EXCLUSIVE: Goldman Sachs Team’s Split (from Firm and Internally) Creates Waves
Goldman Sachs’ efforts to preserve cohesion among its tight-knit group of wealth advisors may be strained by a civil war occurring in Washington, DC, and by management’s response to it, according to sources at the firm and in the recruiting community.
Terrance McGowan, Tim W. Moore and John F. Hanley, who have been with Goldman’s private wealth management unit for 12 years, gave notice on March 31 and sent emails to clients that they were leaving, the sources said. They produced around $10 million of revenue in the previous 12 months, managed about $2 billion of client wealth and planned to join a Morgan Stanley branch in Washington following a two-to-three month “garden leave,” the people said.
Any departure from Goldman’s force of fewer than 500 brokers is rare because of 60-to-90-day “non-solicitation” clauses in their employment contracts that complicate the challenge for brokers of convincing clients to move.
What has tongues wagging about the McGowan-Moore-Hanley decision is that Goldman executives at the last minute convinced Hanley to rescind his resignation and help retain his former team’s national book of clients.

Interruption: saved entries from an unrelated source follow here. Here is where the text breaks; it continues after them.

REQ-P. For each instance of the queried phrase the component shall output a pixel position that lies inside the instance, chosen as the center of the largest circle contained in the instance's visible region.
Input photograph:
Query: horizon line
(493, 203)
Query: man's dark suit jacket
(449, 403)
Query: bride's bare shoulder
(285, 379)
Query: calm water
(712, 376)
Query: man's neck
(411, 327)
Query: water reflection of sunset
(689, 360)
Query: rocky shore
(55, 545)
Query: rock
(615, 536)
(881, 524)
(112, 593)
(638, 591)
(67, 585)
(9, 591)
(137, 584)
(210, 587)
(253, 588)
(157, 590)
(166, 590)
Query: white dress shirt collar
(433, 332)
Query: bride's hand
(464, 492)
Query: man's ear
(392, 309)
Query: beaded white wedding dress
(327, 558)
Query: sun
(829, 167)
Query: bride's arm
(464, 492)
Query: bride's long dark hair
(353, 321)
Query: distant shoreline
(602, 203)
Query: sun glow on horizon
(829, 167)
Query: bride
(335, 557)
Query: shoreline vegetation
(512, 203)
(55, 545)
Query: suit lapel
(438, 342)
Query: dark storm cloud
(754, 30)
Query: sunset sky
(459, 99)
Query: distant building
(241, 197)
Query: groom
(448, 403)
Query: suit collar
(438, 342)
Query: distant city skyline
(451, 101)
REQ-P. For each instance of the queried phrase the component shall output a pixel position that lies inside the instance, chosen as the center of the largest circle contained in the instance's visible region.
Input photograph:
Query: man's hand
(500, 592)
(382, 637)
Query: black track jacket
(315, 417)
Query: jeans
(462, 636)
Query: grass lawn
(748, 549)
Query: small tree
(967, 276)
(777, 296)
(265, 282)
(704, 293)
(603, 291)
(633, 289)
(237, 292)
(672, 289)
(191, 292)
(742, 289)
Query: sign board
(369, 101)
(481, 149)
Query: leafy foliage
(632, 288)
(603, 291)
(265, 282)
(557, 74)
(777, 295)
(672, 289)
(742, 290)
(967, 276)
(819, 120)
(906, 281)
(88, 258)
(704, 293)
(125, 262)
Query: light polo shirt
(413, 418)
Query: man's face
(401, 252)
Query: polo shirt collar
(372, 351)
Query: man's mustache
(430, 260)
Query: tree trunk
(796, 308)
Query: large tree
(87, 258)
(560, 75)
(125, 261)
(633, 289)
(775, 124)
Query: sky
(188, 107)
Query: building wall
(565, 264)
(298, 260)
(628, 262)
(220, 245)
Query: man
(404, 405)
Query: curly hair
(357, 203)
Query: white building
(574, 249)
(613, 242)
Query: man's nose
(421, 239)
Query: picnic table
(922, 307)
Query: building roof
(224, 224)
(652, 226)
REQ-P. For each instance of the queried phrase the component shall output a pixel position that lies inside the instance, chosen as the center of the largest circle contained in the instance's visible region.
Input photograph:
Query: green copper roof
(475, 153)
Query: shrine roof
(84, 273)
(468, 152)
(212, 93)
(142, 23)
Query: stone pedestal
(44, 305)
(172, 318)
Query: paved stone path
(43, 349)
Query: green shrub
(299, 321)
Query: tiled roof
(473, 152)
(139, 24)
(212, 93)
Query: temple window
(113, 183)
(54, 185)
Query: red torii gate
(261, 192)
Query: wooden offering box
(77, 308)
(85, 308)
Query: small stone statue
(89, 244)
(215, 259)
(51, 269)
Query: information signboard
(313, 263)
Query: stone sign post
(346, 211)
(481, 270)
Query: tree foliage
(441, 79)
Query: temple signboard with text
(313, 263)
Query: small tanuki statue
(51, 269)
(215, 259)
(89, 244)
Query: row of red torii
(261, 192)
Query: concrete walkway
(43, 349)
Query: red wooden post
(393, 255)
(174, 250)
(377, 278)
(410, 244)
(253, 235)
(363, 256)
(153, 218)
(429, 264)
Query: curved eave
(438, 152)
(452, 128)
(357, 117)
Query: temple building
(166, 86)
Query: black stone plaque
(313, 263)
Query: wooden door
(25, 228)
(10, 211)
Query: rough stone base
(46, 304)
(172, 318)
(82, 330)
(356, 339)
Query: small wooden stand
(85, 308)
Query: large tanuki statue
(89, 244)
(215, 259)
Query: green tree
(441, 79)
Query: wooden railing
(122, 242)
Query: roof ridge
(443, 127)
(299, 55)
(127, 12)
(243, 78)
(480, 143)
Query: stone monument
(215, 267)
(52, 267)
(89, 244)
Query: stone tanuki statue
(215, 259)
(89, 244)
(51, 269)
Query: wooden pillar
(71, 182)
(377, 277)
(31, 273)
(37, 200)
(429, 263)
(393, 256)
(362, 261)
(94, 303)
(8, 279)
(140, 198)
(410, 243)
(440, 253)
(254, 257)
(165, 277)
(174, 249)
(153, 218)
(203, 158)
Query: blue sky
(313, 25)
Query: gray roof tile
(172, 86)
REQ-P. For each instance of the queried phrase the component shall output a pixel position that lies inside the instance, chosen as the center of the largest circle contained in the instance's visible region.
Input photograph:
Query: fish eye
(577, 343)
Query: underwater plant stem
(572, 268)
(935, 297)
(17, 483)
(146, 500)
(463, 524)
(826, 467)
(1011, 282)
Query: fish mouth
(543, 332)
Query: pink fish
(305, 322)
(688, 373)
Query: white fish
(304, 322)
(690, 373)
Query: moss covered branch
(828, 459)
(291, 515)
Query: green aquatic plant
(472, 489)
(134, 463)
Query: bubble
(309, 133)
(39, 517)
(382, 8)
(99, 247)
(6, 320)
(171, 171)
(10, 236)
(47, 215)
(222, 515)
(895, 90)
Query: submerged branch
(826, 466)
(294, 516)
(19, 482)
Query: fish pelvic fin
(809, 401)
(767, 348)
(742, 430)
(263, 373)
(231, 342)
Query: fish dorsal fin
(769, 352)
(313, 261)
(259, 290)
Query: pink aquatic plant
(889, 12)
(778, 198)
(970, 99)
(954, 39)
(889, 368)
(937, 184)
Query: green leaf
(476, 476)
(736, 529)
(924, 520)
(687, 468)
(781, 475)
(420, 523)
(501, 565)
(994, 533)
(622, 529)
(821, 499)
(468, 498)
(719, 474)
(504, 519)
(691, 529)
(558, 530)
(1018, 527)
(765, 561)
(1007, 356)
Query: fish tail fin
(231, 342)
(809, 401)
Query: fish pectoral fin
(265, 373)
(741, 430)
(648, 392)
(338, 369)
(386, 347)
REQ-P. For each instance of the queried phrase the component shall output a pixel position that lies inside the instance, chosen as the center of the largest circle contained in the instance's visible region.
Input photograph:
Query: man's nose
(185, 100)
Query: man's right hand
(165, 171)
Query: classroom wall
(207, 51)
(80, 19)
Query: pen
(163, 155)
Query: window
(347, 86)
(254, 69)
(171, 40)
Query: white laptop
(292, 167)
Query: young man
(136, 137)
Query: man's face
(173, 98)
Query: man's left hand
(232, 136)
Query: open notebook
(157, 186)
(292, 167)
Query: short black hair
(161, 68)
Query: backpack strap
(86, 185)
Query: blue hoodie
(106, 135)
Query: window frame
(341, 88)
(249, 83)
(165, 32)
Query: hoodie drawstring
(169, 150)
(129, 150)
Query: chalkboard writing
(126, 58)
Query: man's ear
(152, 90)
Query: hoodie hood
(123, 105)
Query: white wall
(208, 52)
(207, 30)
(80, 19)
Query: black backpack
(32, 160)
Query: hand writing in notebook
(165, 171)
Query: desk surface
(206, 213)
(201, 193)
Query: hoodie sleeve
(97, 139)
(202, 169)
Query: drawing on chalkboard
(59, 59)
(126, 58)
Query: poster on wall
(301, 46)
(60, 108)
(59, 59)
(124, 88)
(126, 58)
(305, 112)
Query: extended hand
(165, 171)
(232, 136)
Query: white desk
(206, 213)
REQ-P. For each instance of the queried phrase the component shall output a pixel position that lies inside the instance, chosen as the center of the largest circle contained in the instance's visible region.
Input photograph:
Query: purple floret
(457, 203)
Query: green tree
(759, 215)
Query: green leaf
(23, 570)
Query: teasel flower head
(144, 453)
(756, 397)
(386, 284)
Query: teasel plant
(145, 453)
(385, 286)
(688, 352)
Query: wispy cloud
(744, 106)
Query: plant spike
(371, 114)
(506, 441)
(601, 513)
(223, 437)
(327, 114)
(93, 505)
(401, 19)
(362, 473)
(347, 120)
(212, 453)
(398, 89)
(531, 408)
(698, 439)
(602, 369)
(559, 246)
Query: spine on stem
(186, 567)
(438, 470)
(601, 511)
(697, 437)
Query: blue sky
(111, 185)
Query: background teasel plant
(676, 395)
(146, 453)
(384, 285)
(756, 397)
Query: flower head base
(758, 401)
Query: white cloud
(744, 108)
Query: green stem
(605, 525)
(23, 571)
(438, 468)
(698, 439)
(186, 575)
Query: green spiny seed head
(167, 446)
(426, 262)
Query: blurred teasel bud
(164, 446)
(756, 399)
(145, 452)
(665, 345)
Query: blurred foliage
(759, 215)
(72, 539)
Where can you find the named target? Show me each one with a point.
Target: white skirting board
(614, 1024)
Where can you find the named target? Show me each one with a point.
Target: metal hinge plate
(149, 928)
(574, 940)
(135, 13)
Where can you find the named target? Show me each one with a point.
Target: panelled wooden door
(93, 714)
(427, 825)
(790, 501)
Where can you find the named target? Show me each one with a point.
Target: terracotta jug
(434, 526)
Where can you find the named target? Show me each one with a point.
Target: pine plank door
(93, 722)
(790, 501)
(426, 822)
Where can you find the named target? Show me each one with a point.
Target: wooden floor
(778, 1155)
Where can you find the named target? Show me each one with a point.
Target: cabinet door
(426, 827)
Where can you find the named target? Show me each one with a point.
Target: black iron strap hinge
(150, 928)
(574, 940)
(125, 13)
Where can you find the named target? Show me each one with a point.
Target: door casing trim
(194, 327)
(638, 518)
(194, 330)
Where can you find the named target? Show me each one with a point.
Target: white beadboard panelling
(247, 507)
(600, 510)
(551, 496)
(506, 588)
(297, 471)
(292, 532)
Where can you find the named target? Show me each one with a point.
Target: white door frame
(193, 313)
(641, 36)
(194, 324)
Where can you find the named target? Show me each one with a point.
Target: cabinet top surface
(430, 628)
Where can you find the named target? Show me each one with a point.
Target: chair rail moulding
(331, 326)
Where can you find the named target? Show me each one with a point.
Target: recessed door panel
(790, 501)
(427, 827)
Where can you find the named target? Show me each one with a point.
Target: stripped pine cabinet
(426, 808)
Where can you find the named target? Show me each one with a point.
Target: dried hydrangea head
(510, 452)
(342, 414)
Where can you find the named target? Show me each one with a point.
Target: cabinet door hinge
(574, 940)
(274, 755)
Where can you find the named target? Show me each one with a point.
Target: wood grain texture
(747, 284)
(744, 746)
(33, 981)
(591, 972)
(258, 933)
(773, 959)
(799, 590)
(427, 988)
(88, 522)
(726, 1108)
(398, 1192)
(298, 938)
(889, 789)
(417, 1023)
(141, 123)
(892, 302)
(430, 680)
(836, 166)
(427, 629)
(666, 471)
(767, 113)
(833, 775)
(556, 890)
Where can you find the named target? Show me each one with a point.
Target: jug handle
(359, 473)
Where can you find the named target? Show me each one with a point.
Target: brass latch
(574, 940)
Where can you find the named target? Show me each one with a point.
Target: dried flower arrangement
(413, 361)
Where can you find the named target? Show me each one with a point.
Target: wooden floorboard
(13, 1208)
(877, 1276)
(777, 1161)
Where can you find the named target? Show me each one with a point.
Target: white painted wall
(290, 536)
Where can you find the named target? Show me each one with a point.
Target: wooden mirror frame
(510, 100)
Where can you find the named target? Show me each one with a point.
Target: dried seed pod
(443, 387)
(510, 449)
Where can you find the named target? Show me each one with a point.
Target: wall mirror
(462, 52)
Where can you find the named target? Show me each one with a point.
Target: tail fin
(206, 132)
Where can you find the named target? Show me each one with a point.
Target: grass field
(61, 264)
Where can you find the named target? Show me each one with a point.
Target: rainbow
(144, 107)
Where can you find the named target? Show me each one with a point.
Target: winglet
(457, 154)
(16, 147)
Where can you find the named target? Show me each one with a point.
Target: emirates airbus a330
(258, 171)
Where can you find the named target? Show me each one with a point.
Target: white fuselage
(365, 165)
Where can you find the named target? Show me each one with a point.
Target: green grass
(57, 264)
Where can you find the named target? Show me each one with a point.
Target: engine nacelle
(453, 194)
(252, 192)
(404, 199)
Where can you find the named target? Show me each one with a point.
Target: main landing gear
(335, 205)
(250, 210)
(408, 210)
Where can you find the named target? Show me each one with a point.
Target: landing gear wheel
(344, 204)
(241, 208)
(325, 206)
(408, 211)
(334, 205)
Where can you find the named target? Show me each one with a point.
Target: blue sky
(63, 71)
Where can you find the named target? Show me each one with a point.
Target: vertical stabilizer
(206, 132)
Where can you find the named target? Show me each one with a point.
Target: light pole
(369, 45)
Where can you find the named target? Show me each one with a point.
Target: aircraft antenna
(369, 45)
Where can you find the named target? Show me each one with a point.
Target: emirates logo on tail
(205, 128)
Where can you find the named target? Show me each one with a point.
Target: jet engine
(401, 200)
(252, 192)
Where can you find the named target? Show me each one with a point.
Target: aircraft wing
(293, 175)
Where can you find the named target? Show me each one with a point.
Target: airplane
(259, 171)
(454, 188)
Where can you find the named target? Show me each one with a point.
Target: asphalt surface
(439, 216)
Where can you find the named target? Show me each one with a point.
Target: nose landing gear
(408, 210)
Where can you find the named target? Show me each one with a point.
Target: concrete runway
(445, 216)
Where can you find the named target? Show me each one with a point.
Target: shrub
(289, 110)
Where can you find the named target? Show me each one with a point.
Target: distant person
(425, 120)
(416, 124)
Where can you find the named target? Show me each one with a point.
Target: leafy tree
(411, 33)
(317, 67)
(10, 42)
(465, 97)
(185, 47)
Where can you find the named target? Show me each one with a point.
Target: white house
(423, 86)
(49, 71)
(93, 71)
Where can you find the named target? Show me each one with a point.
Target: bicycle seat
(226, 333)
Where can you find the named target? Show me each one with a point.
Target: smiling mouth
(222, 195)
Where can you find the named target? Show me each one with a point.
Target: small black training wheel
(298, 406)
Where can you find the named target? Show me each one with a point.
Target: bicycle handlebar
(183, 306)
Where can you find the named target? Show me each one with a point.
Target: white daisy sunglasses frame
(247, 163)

Offering him a sweetheart deal with a probable title elevation and other perks smacked of “betrayal” of the business and loyalty principles that management preaches, according to one Goldman staffer who spoke on condition of anonymity.
“There’s a feeling that a lack of loyalty is being rewarded,” the person said. “The firm is taking him back for selfish reasons and it’s causing a lot of us to think.”
Hanley declined to comment when reached by phone at his office on Monday and last Friday.
Andrew Williams, a spokesman for Goldman, declined to comment, as did a Morgan Stanley spokeswoman.
Reached at his Maryland home on Friday, Moore acknowledged that Goldman requires its brokers to take garden leaves before going to work for competitors but declined to elaborate. McGowan could not be reached for comment.
Unlike Morgan Stanley and many broker-dealers, Goldman is not a member of the Protocol for Broker Recruiting, which permits brokers who move among its approximately 1,500 signatories to take rudimentary customer contact information with them when they resign.
Goldman may have intensified its effort to retain Hanley because he was a “culture carrier” who often served as a mentor to private wealth recruits in the firm’s mid-Atlantic region, the source said.
But it may also signal a loss of confidence by Goldman management that wealthy clients will remain loyal to the firm no matter where their individual advisors go, according to Roger Gershman, an industry recruiter with Consultants Period who said he was familiar with the events. That belief has allowed Goldman to give its top advisers significantly lower payouts than wirehouses, he and other recruiters said.
Goldman’s top producers retain less than 35% of the fees and commissions they produce compared with closer to 45% at some of its top rivals, according to Gershman. However, they enjoy the prestige of the Goldman name and an impressive supply of IPOs and other deals from the firm’s investment bankers and capital markets desks.
Goldman’s private wealth group for individuals, their businesses and family foundations is part of its investment management division, and it promotes them as having private bank-like pedigrees. Unlike the private banking units of commercial banks such as JP Morgan Chase and Deutsche Bank, which pay their advisors salaries plus bonuses, Goldman brokers are compensated according to a traditional brokerage “grid,” with payout percentages tied to the amount of fee-and-commission revenue collected for the firm.
McGowan, a 32-year securities industry veteran, joined Goldman in February 2005 after stints at Merrill Lynch, Hambrecht & Quist, Smith Barney, CS First Boston, JPMorgan Securities and Banc of America Securities, according to his BrokerCheck history.
Moore also joined Goldman in February 2005 after four years at Banc of America Securities.
Hanley, whose LinkedIn profile says he was a former business journalist, began his brokerage career at Morgan Stanley Dean Witter in 2001, and has been with Goldman since December 2004, according to his BrokerCheck history.
-Mason Braswell contributed reporting.